Kate stared at the mess, her mind calculating the disaster. No bakery would have a replacement available with twelve hours' notice. The bride would be devastated. The reception would be ruined. Their reputation, barely beginning to rebuild, would be destroyed.

“I can fix this,” Marcy said, though she looked doubtful. “I'll bake new layers, work all night if I have to.”

“You've never made a wedding cake,” Dani pointed out.

“I've made cakes. How different can it be?”

Very different, Kate knew. Wedding cakes were architecture and engineering as much as baking. But what choice did they have?

“I'll help,” Rosa offered.

“We all will,” James said, appearing in the doorway.

What followed was a kind of beautiful chaos.

Tom drove to every grocery store in a twenty-mile radius, buying ingredients Marcy had given him.

James set up a tablet with YouTube tutorials on wedding cake construction.

Dani managed the rest of the reception prep while periodically checking on the cake progress with increasing anxiety.

Even guests got involved, Mrs. Porter offering her grandmother's frosting recipe, a couple from Vermont who turned out to be amateur bakers joining the production line.

Kate found herself in the center of it all, not directing but participating, her hands covered in flour and frosting, her siblings working beside her.

The kitchen became a disaster zone of mixing bowls and cooling racks, the smell of vanilla and butter filling the inn.

They made mistakes, had to start over twice, argued about frosting consistency and decoration styles.

At some point, Ben appeared, summoned by someone though Kate didn't know who. He assessed the situation and disappeared, returning an hour later with a professional cake decorating kit he'd borrowed from somewhere.

“My sister's friend decorates cakes,” he explained, setting up the tools. “She taught me a few things.”

Kate wanted to thank him, to apologize, to say something about that night in his workshop, but there wasn't time. The cake needed to be ready by tomorrow afternoon, and they were racing against physics and chemistry and the brutal honesty of gravity.

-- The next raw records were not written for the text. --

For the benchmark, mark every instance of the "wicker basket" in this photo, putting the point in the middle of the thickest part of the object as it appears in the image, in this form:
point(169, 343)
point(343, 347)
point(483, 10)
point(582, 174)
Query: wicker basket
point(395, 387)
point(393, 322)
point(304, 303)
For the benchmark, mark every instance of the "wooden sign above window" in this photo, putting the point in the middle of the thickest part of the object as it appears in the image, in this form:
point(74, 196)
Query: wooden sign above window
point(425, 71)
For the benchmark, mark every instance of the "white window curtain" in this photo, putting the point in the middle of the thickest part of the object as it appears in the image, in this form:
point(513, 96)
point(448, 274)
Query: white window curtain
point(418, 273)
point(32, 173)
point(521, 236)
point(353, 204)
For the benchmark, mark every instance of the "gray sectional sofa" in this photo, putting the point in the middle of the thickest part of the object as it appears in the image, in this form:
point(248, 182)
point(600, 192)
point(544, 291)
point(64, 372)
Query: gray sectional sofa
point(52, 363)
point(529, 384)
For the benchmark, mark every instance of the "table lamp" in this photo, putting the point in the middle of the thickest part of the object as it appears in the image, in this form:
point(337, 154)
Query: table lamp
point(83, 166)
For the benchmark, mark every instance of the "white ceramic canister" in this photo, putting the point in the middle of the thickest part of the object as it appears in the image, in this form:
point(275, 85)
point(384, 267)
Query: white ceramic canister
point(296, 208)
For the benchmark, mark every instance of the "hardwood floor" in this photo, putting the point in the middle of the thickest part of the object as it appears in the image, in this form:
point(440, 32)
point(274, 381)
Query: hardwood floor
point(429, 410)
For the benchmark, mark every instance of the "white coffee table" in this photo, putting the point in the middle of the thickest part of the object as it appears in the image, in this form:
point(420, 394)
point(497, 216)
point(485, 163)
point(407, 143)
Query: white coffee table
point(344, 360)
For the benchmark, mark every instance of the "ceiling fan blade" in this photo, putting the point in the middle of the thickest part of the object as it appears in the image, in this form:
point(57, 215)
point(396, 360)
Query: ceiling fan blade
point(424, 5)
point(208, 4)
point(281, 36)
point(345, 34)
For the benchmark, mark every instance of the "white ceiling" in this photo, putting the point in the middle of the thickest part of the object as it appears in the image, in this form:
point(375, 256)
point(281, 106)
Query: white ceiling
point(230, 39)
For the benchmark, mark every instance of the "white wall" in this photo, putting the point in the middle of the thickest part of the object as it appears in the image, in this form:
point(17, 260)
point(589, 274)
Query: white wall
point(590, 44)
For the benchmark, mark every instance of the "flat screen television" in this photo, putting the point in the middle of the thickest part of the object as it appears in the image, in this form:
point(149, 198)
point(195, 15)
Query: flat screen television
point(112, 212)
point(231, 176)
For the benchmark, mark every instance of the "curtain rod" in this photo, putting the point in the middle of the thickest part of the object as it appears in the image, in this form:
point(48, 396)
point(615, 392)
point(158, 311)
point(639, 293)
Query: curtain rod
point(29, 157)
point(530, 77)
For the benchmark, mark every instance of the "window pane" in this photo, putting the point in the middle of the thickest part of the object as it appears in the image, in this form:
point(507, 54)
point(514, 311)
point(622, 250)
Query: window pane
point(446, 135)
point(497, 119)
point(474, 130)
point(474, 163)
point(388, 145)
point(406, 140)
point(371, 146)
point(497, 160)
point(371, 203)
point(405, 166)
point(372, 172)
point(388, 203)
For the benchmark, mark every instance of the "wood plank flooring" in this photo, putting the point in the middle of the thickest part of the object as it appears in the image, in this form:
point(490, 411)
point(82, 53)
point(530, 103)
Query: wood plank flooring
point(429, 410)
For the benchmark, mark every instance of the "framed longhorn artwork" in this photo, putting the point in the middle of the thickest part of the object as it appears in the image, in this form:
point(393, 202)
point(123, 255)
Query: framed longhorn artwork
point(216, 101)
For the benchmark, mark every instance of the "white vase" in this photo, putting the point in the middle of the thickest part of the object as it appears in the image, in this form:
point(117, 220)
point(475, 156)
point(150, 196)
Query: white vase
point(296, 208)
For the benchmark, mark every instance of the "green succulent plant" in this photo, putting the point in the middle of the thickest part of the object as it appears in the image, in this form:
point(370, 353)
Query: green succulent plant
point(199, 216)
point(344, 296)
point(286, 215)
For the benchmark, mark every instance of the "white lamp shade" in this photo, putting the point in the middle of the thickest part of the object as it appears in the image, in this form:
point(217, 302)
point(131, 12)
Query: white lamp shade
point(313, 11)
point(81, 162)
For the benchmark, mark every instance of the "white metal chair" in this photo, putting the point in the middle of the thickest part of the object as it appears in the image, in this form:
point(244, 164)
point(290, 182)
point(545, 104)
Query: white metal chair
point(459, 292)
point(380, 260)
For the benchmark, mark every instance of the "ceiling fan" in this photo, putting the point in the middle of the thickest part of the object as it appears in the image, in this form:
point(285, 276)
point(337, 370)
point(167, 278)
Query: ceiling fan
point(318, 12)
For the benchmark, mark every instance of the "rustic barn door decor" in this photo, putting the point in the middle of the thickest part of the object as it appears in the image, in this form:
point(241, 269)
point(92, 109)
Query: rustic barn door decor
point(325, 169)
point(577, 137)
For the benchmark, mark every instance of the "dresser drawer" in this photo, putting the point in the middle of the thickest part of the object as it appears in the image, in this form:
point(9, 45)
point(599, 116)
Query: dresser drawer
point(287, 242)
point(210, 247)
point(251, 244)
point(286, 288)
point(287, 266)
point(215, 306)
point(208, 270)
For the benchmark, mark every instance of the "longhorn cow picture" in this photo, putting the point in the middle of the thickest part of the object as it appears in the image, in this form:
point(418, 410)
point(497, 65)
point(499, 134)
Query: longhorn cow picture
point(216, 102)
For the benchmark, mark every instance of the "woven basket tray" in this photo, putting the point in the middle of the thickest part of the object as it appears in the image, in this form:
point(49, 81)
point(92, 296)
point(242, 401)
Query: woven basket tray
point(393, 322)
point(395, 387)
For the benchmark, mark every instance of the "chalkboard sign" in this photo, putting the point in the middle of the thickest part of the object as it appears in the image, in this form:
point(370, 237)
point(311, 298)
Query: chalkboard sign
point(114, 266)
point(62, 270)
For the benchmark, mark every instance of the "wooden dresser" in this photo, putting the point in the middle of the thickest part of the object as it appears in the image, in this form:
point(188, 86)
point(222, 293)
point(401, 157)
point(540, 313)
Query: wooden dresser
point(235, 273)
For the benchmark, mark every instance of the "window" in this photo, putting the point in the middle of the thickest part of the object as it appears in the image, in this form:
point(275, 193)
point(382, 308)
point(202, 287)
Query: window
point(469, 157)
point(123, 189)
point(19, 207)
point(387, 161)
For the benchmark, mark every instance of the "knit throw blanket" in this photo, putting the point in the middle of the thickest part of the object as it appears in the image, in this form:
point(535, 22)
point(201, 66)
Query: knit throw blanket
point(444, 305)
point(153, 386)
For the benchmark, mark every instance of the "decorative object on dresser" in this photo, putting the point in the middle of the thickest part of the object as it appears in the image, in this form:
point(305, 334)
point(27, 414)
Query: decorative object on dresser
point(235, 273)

They worked through the night. Around two in the morning, with the layers finally cooled and the frosting achieving the right consistency, Kate found herself beside Ben, both of them carefully smoothing buttercream with tools she hadn't known existed.

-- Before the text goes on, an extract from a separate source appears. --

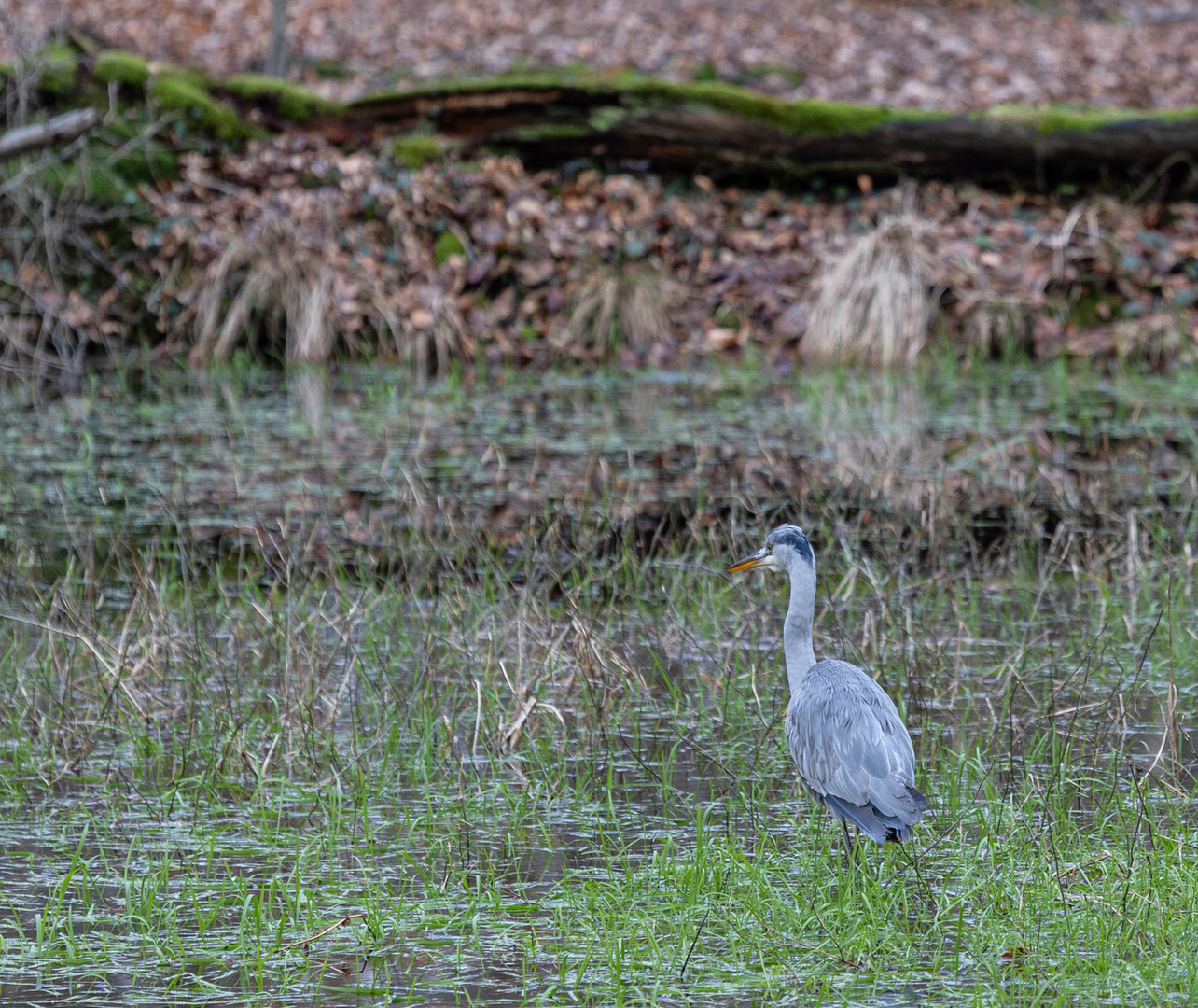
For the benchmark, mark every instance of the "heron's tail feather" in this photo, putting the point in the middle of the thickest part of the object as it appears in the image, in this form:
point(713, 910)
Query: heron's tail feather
point(920, 801)
point(874, 823)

“This is insane,” she whispered, not wanting to wake the guests trying to sleep above them.

“This is team effort,” he corrected. “This is what you've built, Kate. People who show up when disaster strikes.”

“You showed up, and I wouldn’t blame you if you didn’t.”

“I’ll always show up.”

The weight of that truth, the consistency of his presence even when she'd pushed him away, made her throat tight.

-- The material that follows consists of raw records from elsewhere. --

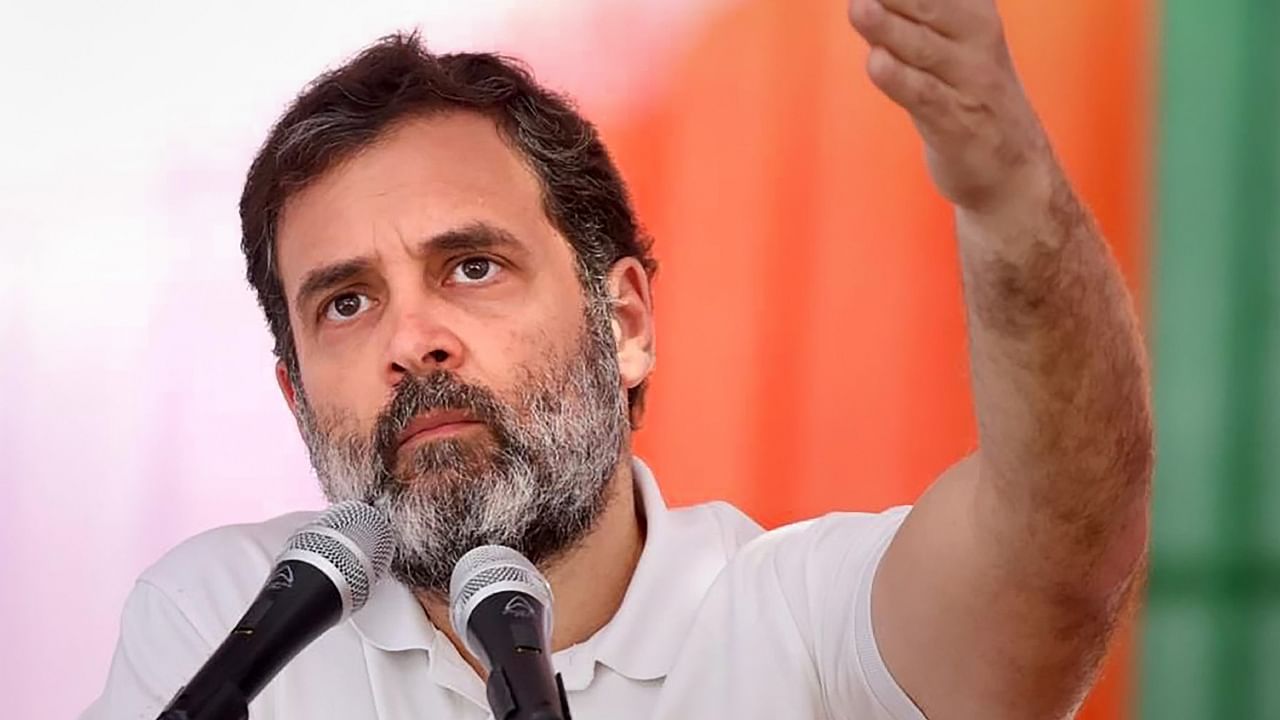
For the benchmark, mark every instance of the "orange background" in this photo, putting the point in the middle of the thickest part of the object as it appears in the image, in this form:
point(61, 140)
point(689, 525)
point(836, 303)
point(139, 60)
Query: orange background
point(810, 332)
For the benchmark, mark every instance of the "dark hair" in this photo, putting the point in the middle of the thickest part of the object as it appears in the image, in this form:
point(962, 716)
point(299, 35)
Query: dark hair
point(397, 78)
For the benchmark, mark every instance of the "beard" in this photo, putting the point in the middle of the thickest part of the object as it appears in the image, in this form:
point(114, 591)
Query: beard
point(536, 481)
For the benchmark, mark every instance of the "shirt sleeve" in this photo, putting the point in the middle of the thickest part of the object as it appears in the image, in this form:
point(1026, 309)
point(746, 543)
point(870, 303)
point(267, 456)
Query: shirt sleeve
point(159, 650)
point(828, 572)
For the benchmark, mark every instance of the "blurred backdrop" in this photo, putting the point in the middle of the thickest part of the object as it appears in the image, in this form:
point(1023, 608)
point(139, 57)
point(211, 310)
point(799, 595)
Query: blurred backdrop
point(810, 331)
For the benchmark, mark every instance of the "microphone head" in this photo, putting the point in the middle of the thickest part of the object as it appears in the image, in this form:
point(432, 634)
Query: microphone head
point(351, 542)
point(487, 570)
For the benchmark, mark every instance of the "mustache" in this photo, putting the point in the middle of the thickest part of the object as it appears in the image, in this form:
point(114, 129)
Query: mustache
point(438, 391)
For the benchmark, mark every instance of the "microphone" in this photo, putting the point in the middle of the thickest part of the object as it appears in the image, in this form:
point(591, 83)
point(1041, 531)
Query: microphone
point(323, 575)
point(501, 606)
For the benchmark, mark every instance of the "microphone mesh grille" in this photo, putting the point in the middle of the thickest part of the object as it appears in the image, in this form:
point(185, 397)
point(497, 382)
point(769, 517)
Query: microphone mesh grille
point(366, 528)
point(488, 565)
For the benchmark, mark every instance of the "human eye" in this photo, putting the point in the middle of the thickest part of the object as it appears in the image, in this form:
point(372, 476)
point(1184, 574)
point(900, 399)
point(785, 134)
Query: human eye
point(474, 270)
point(347, 306)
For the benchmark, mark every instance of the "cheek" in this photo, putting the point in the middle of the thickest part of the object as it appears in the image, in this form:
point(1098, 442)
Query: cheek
point(346, 387)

She wanted to say something real, something that acknowledged what he meant to her, but James chose that moment to knock over a bowl of frosting, and the moment dissolved into cleanup and starting over.

She was so exhausted by that time that all she could do was laugh.

By dawn, they had something that looked like a wedding cake.

Not professional, not perfect, but three tiers of vanilla and lemon with buttercream frosting and sugar flowers that Dani had crafted with surprising skill.

It leaned slightly to the left, and the frosting wasn't completely smooth, but it existed.

“It's beautiful,” Dani said, exhausted.

“It's crooked,” Tom pointed out, but he was smiling.

“It's authentic,” Marcy declared. “Made with love and panic, the two essential ingredients.”

They all stood there, exhausted and covered in flour and frosting, admiring their imperfect creation.

Kate felt something she hadn't experienced in years: pure, uncomplicated joy.

They'd faced disaster and overcome it together.

Not her solving it alone, not her directing others, but all of them working as one unit.